I looked at whether location had a big influence on the percentages reported and found that the state with the lowest percentages were:
Hawaii at 5.0%
Maine at 5.9%
Nebraska at 6.1%
The locations with the highest percentages were:
Washington, D.C. at 12.3%
Missouri at 10.9%
Nevada at 10.7%
There were not any strong correlations in any of the variables that I compared. Some of the staffing metrics had mild positive correlations. For example, RN hours per resident had a .20 correlation and LPN hours per resident had a .17 correlation. This makes sense as you would expect to see better patient outcomes with more staffing. The facility’s overall rating had a slightly negative correlation of -0.13 which would also be expected. I had hoped ownership information would be predictive but that proved to not have much of an impact.

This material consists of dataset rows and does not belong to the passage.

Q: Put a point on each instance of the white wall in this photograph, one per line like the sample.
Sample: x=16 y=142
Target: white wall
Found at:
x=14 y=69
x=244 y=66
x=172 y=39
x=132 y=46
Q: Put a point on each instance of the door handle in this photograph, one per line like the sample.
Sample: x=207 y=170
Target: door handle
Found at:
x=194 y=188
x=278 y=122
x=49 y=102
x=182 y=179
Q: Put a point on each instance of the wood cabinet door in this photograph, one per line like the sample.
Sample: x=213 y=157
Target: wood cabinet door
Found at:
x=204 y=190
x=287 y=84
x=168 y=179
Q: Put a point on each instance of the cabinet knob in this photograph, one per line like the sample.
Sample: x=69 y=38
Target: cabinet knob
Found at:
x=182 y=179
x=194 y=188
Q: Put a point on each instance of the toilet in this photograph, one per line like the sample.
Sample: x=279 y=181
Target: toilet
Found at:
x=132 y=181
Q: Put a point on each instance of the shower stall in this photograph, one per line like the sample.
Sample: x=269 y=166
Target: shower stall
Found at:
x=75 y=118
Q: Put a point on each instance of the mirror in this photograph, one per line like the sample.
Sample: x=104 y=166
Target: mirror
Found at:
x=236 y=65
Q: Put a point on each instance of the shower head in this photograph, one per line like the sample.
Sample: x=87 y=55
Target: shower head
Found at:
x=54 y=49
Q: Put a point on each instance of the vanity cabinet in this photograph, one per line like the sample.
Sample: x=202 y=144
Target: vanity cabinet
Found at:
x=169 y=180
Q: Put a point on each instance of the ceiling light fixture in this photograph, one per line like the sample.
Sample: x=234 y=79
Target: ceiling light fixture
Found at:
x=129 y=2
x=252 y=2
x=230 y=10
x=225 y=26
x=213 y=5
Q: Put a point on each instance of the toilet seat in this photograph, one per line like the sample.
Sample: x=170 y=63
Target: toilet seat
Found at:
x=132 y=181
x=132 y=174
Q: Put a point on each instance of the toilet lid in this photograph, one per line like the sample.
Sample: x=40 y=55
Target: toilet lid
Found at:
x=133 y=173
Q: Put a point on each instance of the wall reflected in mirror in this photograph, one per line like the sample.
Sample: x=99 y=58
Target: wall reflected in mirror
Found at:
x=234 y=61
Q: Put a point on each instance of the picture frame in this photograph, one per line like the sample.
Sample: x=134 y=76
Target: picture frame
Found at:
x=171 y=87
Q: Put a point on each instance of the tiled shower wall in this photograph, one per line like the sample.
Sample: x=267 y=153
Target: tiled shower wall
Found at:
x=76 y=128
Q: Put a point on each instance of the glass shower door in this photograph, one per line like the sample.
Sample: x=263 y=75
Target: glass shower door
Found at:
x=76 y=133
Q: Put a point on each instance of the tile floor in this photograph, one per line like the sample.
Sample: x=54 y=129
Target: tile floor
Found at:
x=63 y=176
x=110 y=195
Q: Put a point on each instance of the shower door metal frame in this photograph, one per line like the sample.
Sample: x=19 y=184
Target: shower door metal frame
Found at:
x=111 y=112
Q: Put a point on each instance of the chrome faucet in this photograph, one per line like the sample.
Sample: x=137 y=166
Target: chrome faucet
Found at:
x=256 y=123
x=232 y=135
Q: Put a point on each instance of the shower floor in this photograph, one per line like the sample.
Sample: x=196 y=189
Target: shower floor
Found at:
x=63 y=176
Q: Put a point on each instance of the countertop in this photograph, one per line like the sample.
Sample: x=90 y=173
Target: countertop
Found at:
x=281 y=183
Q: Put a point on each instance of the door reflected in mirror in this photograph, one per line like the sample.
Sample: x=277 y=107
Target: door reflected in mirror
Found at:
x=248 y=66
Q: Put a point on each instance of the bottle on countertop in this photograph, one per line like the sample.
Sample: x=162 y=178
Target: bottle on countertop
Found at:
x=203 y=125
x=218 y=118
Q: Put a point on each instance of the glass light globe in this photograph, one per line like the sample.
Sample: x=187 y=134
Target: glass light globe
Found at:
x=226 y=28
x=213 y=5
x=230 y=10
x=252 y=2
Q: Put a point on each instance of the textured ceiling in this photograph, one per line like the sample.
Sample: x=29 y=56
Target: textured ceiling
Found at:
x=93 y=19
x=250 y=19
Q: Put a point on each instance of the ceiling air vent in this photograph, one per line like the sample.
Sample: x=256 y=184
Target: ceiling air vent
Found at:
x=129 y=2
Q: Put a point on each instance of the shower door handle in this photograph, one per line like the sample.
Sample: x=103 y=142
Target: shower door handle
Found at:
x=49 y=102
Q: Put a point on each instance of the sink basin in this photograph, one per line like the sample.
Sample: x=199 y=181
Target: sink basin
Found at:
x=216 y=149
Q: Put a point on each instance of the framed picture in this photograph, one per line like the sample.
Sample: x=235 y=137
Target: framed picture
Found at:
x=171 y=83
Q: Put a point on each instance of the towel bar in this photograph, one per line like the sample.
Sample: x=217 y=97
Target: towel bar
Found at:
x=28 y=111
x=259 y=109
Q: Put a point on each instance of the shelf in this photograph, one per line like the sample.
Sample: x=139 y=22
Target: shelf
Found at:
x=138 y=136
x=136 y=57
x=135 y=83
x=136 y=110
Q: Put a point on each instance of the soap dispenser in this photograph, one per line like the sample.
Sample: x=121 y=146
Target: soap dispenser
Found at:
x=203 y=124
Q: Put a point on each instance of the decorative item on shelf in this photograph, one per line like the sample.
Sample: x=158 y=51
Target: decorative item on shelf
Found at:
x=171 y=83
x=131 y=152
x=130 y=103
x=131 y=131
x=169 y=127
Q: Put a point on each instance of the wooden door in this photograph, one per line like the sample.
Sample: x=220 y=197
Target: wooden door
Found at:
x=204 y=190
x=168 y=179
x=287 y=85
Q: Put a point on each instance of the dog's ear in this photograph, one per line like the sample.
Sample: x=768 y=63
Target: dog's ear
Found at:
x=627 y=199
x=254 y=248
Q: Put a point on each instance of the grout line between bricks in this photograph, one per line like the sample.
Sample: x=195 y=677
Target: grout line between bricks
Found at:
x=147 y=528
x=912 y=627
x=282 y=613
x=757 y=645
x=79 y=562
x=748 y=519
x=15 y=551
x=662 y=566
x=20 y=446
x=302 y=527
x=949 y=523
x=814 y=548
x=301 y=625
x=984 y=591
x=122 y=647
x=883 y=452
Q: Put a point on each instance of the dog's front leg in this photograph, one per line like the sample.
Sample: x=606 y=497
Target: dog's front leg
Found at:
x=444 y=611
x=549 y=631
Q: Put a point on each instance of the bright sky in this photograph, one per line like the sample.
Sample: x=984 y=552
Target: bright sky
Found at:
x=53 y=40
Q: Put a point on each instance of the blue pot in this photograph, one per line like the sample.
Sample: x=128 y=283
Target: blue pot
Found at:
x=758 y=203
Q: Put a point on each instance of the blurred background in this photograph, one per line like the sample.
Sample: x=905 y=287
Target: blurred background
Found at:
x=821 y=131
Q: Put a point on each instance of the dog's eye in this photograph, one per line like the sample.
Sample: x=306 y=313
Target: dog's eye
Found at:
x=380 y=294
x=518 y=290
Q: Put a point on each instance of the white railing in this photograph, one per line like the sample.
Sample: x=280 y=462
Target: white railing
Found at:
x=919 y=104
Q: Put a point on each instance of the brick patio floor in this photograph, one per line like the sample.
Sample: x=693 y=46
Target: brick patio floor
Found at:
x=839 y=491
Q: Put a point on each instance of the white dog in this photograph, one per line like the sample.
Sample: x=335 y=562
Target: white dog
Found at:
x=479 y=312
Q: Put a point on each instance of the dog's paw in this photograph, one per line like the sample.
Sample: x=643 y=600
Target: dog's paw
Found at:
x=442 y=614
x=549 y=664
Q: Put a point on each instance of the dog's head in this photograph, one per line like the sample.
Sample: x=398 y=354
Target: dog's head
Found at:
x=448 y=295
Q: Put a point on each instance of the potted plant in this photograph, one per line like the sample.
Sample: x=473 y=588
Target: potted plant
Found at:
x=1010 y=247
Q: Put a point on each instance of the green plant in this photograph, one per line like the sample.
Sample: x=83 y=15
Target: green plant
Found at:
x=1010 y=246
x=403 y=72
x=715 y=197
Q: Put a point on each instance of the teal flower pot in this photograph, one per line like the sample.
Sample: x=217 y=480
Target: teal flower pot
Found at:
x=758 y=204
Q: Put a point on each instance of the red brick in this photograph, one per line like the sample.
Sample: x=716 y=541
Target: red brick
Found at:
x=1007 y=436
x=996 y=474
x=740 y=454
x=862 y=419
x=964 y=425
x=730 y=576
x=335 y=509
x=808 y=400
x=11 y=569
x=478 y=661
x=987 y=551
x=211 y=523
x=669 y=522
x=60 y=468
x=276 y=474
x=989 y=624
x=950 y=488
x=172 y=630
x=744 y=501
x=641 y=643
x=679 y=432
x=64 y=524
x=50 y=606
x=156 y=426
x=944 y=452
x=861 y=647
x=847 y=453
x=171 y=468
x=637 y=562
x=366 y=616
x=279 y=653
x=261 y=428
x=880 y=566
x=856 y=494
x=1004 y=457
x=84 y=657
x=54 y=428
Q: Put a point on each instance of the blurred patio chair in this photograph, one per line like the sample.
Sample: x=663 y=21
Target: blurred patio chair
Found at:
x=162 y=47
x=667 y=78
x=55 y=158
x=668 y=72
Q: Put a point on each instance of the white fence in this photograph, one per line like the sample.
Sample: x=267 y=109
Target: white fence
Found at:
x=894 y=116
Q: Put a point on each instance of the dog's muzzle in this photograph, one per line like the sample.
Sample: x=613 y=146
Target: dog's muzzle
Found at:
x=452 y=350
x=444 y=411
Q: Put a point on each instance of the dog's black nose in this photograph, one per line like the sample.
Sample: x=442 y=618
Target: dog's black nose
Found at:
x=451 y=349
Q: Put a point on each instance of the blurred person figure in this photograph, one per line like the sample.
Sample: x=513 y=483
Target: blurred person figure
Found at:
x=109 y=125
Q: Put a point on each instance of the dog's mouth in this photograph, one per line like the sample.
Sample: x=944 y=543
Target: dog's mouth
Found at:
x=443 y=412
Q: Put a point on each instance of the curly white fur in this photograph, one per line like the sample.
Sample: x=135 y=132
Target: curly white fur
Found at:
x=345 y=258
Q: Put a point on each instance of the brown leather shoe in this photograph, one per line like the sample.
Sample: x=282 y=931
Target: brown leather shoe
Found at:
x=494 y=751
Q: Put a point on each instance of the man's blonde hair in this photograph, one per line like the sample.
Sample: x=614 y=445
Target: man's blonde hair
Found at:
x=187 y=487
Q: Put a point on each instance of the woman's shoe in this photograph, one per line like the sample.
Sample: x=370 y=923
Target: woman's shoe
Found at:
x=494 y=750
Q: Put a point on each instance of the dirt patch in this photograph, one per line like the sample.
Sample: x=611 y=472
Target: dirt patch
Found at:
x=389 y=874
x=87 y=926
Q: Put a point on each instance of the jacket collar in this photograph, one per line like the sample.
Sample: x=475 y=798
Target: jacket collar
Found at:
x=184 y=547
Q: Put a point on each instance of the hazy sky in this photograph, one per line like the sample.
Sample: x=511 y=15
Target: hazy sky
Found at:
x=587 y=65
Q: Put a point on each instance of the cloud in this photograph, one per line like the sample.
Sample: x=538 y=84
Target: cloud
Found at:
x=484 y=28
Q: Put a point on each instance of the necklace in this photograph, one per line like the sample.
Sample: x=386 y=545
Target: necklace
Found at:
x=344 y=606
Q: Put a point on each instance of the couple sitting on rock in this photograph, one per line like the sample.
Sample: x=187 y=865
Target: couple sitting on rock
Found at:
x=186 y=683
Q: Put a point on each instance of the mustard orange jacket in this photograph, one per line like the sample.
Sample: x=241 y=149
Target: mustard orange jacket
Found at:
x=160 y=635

When I removed looked just at facilities in the 75th percentile and above, they had a much stronger correlation to staffing hours and to a few of the other health outcome measurements like the percentage of residents who have lost too much weight.
The Model
From this point, I moved on to create a regression model. I split the data into testing and training sets and created a baseline to beat by predicting that every facility had the mean value of the dataset. From there, I tested several different models and optimized the parameters of each one using GridSearch. I used Mean Absolute Error to measure the success of each model.
Discussion
While Ridge Regression, Gradient Boosting, and Random Forrest had very similar metrics, Random Forrest did the best job of correctly estimating the outlier data. This isn't necessarily a surprise, given that Random Forrest and Decision Trees are better at dealing with nonlinear data than regression models like linear and ridge regression. It's also not surprising that Ridge Regression got many outliers incorrect since the algorithm is designed to minimize the impact that outliers have on its predictions. Overall, the models performed relatively well and beat the baseline.
In the future, I'd like to expand this model by creating categories based on the quartile ranges and see if, by using logistic regression methods, I can better predict whether or not a facility will perform below average. I have the intuition that this approach may be even more accurate since the Random Forrest Regression model worked the best.
In addition, I'd also like to include more data on the demographics surrounding the location of each Skilled Nursing Facility and take this data analysis back farther in time to see if there were significant changes due to COVID-19.